The piling debt is an anti-climax for a country for which the Bretton Woods institutions in 2000 waived $2b under the Highly-Indebted Poor Countries Initiative (HIPC) in “recognition by the international community of the progress made in implementing economic reforms and poverty reduction.”
Whereas Uganda has over the past two decades reduced poverty by more than half, to the current 19 per cent, the reduction and associated growth in the economy has been fueled more by borrowing.
The insatiable appetite for borrowing is “unsustainable”, the Uganda Debt Network director of programmes Mr Julius Kapwepwe said yesterday, warning that it amounted to mortgaging future generation to an imposed obligation to pay back.
“It is the citizens who will have to pay back these debts. Unless our government becomes more disciplined with regard to borrowing, Ugandans will end up choking on debt like before under the Highly Indebted Poor Country Initiative (HIPC),” said Mr Kapwepwe.
The average annual income of a Ugandan stands at $705 or Shs2.5m.
Minister Bahati said that “as government, we are very cautious about the terms of these loans and the largest percentages of the loans contracted are through concessional financing”.
The government has borrowed billions of dollars mainly from China for construction of Karuma and Isimba dams, expected to add 783 megawatts of electricity to the national grid, as well as for road projects.
It is scouting for another $10b for building oil pipeline, a refinery and the standard gauge railway which, if secured, will double the country’s debt portfolio.
Such a trend, said country director Action Aid Uganda Arthur Larok, is evidence that the “political leaders have failed to run the country” and more borrowing will stymie its long-term economic development.

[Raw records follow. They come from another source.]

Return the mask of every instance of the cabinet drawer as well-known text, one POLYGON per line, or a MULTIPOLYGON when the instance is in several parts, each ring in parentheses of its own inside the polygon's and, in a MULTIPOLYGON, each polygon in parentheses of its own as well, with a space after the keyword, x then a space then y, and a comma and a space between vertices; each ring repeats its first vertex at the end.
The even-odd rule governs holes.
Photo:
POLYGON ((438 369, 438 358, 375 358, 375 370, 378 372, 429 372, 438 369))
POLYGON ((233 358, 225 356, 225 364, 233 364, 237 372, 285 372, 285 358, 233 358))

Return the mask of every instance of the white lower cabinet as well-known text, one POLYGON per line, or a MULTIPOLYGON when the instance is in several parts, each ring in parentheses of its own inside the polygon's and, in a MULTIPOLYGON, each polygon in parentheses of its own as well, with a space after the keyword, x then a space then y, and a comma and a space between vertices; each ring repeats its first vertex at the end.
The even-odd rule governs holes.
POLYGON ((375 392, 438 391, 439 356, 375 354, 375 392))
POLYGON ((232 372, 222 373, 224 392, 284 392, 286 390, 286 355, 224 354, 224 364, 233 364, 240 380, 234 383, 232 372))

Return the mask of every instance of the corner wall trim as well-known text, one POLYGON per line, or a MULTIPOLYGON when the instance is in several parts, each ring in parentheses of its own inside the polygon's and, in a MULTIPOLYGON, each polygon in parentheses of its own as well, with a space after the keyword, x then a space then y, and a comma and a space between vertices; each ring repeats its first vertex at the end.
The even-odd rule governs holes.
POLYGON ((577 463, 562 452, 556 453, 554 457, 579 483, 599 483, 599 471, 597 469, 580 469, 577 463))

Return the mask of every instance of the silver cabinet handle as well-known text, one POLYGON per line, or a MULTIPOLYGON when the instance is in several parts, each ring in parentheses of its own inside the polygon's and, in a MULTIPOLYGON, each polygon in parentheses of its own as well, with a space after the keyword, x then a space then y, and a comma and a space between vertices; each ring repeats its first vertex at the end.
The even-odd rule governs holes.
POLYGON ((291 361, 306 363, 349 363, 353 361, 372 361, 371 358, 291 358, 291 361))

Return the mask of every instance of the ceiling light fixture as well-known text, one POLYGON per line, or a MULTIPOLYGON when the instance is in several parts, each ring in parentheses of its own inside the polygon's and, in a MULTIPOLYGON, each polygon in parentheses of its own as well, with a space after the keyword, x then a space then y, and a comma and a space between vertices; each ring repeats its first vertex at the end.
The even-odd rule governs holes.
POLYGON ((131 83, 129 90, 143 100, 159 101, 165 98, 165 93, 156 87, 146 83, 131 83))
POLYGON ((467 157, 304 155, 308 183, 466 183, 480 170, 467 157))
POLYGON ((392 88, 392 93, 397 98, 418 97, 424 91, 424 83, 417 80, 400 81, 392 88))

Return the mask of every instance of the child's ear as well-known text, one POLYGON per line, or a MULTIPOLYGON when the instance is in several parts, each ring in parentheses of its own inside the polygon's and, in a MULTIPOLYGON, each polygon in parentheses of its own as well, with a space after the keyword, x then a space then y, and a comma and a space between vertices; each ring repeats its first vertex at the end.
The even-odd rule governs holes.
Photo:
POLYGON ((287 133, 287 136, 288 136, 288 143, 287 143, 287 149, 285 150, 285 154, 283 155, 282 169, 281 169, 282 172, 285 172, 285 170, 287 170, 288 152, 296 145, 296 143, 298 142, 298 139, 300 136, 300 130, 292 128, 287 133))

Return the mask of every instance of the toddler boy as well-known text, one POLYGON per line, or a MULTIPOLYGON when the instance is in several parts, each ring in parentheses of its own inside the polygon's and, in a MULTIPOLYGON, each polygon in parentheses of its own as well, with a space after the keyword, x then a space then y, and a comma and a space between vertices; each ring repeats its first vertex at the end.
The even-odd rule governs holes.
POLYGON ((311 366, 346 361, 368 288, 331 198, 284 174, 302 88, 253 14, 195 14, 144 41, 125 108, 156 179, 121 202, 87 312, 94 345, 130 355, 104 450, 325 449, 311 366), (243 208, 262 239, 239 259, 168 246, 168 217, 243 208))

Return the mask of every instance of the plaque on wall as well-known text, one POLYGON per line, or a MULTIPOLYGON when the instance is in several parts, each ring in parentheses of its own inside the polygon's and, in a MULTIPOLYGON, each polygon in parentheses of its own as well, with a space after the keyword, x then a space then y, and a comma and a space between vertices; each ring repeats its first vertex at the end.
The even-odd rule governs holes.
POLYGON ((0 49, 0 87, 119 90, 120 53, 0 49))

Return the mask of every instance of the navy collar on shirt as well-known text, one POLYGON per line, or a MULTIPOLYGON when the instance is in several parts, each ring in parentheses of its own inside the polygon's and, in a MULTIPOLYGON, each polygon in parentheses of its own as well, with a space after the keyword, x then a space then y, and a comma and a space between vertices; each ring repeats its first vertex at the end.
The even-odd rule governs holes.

The World Bank has revised Uganda’s economic growth for the ending financial year downwards by a digit to 3.5. The massive failure of crops due to prolonged drought has increased food prices and inflation, adding to the troubles of an economy wobbling with reduced export earnings as the lucrative South Sudan market is impaired by an enduring conflict.
“Whereas there was negative growth in the first quarter of the year, the index of economic activity and the business tendency indicators show positive performance in the second and third quarters of the year,” Mr Bahati said in the interview.
During a visit in January, this year, the International Monetary Fund Managing Director Christine Lagarde warned that reliance on borrowing to finance infrastructure development was “unworkable” because the debt would increase to levels difficult to service.
“Finance must come also from the mobilisation of domestic revenue,” she said.
This red flags notwithstanding, minister Bahati said Uganda still needs loans since it can currently only fund about 30 per cent of its Shs29 budget.
The infrastructure projects being undertaken are cornerstones of the National Development Plan (NDP II), he said, and will help lift Uganda toward attaining a middle-income status by 2020.
He said that without proper infrastructure in place, there will be challenges in supporting the productive sectors such as agriculture, small and medium-income enterprises as well as other and private sector investments which will in turn hinder growth.
Dr Fred Muhumuza, a development economist, said ‘’Uganda may soon develop a junk economy status just like South Africa if government does not ensure that borrowed funds are put to the rightful use”. A junk status makes a country prone to defaulting and unappealing to creditors, impinging a country’s ability to secure foreign financing.
Dr Muhumuza urged government to strengthen institutions that manage loans and that there is a need to have the legal framework to regulate continuous borrowing without accountability to citizens.